Monday, January 21, 2013

World's Toughest Rodeo gallops into Raleigh

It doesn't look close, but this bull is headed right towards me.

LOCAL FEATURE

By Dathan Kazsuk | Jan 21, 2013
Twitter: @TriangleAT | Facebook: Triangle Around Town | Instagram: @trianglearoundtown

I’ve coined 2013 as the year of trying new things. New restaurants. New hobbies. New friends. So why not add going to the rodeo as one of the things I’ve never done in my lifetime.

Sure, I’ve been to the circus. I’ve seen the Harlem Globetrotters perform (back when they had George “Meadowlark” Lemon and Freddie “Curly” Neal). I’ve even been to a couple fundraiser basketball games where the Merced and Atwater fire and police departments went head-to-head against members of the Oakland Raiders and San Francisco 49ers. It was the 4th string scrubs that you never heard of before, but nonetheless, as a kid, it was exciting.

Right after I take this photo, the horse veers to the
left and crashes the gate right in front of me.
I’ve never been to a rodeo – until the other night, – when I was at PNC Arena for the World’s Toughest Rodeo competition. I didn’t know what to expect. Sure, I was thinking thousands of cowboys and cowgirls – and that’s exactly what I got. But I also saw a lot of average families taking their children out for a fun night, and a melting pot of mixed ethnicity.

Cowboys help kids rope their very own tiny
bull prior to the show.
Before the show got underway, a handful of families were able to go out on the dirt to get autographs from some of the participating cowboys, while children were able to get their picture taken on a fake bull or hopping inside a clown barrel. There were even a couple cowboys teaching the young ones how to lasso their own miniature bull.

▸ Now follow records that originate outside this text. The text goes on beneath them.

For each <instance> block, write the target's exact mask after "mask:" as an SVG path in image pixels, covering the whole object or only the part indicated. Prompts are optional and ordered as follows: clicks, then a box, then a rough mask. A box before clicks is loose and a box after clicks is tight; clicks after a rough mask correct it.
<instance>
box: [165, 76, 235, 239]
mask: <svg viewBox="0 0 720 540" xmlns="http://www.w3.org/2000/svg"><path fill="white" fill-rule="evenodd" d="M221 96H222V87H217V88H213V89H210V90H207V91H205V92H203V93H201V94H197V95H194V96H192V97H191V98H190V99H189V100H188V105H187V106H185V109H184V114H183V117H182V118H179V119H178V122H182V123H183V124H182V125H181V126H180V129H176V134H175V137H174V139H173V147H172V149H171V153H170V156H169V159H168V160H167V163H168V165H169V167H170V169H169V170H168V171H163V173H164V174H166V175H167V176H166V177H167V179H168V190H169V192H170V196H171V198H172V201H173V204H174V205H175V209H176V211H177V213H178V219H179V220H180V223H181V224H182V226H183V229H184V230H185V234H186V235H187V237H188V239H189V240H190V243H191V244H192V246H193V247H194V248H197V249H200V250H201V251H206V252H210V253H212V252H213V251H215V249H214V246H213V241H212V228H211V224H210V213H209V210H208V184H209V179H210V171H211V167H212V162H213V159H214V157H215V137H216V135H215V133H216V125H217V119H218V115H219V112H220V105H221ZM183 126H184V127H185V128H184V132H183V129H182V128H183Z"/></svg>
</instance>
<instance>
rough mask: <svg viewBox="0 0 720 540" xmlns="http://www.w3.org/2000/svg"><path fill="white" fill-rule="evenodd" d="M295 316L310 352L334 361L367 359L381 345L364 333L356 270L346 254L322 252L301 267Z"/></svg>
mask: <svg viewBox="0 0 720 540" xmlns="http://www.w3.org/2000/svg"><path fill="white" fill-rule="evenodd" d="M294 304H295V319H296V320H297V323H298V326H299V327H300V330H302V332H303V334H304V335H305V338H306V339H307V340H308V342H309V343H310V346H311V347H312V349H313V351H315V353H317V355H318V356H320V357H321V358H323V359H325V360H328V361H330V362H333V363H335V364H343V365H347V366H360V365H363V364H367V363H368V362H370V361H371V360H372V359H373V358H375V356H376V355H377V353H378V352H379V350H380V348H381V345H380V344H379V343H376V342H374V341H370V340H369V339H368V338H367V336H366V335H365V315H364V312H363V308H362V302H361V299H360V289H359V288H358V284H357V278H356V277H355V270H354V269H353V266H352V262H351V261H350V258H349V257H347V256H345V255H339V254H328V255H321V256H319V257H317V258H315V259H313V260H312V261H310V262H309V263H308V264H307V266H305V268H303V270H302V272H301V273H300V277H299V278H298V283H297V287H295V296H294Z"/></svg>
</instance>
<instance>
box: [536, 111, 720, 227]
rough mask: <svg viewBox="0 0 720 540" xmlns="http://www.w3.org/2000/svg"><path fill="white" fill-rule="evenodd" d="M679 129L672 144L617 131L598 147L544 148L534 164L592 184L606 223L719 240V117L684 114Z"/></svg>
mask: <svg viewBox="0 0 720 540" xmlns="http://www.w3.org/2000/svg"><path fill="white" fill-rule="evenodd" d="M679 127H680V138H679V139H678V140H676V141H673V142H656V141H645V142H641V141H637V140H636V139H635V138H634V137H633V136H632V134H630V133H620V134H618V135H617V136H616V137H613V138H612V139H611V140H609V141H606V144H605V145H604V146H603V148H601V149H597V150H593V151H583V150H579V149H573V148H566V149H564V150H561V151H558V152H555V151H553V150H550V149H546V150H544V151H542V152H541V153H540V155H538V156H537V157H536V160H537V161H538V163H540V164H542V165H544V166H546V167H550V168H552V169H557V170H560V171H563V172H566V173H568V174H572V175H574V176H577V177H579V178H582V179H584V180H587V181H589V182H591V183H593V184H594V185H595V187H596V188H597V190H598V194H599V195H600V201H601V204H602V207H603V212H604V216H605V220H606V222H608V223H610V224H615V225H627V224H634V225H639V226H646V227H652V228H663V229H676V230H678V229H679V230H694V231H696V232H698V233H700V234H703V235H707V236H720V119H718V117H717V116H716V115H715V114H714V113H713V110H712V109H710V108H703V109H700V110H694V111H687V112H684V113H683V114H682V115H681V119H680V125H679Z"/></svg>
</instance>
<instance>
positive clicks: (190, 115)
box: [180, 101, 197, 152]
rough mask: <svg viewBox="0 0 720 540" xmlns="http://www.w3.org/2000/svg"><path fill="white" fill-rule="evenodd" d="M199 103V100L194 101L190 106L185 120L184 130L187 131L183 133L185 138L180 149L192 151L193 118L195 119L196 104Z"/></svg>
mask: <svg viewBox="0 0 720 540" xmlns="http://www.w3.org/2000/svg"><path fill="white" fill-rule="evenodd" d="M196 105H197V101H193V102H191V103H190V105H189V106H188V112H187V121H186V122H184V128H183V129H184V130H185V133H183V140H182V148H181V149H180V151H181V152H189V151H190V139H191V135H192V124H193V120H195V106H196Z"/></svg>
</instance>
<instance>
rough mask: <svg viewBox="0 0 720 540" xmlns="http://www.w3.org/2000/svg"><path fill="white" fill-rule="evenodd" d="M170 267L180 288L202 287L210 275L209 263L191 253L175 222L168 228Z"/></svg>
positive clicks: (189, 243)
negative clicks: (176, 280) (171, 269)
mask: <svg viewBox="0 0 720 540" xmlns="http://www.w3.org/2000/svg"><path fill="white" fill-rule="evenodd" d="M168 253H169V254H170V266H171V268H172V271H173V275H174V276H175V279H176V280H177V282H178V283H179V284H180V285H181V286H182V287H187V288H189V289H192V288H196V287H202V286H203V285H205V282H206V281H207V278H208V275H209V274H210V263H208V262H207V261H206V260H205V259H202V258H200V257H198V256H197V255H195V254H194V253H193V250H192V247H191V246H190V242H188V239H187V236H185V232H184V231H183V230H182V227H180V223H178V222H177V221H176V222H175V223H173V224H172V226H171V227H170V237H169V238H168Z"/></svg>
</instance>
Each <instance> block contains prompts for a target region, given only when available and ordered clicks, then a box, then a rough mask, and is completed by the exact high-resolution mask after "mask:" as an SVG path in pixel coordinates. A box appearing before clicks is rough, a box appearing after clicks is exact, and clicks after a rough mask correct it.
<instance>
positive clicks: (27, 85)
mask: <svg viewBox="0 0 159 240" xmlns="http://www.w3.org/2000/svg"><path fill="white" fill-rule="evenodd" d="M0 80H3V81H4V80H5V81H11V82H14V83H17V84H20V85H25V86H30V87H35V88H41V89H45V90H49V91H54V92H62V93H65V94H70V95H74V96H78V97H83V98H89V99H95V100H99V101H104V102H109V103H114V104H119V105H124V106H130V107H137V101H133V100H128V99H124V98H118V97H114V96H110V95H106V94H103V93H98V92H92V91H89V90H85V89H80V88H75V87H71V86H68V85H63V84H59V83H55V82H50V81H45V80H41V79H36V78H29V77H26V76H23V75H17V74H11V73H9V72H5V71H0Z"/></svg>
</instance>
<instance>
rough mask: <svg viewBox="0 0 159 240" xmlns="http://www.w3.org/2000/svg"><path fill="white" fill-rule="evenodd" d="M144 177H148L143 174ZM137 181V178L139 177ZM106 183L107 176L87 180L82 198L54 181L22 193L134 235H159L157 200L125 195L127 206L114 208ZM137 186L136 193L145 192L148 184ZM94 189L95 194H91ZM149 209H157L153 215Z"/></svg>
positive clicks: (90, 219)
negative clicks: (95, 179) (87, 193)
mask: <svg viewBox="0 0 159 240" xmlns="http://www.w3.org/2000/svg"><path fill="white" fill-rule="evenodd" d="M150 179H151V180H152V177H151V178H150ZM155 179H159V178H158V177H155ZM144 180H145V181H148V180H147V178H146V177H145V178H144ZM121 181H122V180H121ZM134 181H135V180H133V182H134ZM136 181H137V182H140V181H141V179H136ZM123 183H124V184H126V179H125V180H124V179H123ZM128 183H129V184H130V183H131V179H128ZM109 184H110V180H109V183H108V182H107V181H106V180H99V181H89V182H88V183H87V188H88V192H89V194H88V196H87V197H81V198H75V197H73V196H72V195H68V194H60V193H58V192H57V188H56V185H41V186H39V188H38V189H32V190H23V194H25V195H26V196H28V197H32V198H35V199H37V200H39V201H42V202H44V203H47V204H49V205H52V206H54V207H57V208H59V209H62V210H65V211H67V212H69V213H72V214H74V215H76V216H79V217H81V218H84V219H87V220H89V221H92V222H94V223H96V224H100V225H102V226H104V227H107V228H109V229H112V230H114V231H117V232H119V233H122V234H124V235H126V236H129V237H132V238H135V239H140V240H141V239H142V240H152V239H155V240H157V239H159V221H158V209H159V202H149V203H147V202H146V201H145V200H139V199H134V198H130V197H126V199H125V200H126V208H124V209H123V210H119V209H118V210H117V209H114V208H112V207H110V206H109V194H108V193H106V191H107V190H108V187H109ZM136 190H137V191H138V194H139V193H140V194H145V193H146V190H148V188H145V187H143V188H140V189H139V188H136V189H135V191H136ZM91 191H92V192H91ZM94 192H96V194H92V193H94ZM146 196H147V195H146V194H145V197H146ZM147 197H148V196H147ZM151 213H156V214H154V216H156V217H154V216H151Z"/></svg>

The crowd was excited when the first event sent cowboys out on top of bucking bronco to try and stay on longer than 8 seconds. Some did a good job at lasting the full 8 seconds, while others … well, if you blinked you missed them fall on their behinds as soon as the gate opened. 

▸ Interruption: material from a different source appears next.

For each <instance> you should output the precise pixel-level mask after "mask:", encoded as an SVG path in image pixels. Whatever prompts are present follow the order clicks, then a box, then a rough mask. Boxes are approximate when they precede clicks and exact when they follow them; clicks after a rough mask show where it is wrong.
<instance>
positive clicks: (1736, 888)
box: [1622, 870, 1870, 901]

I was snapping away, taking my share of photos by the far end of the surrounding gate thinking to myself, “I’m safe here.” Not long after that, the gate opens and out comes another horse and cowboy. OK, they’re coming right at me. Still not moving in another direction! Horse, move away! Shoot, time to step back. As soon as I do the horse and cowboy plow into the gate and the cowboy falls off the horse, pretty much right at my feet. No photo is worth getting trampled by a horse, I say.

Between breaks, members of the rodeo kept the crowd entertained with funny banter and jokes, a Chris Farley-esque impersonator was trying to capture a gorilla in the middle of the dirt arena, and kids signed a waiver to ride on adult sheep in what they called “Mutton Busting.”

I didn’t stay for the entire event, but being close to the action made the rodeo a pretty fun event. Hell, it’s not every night that you can say you were mere feet away from both a horse and bull a metal fence away from making you as flat as a pancake.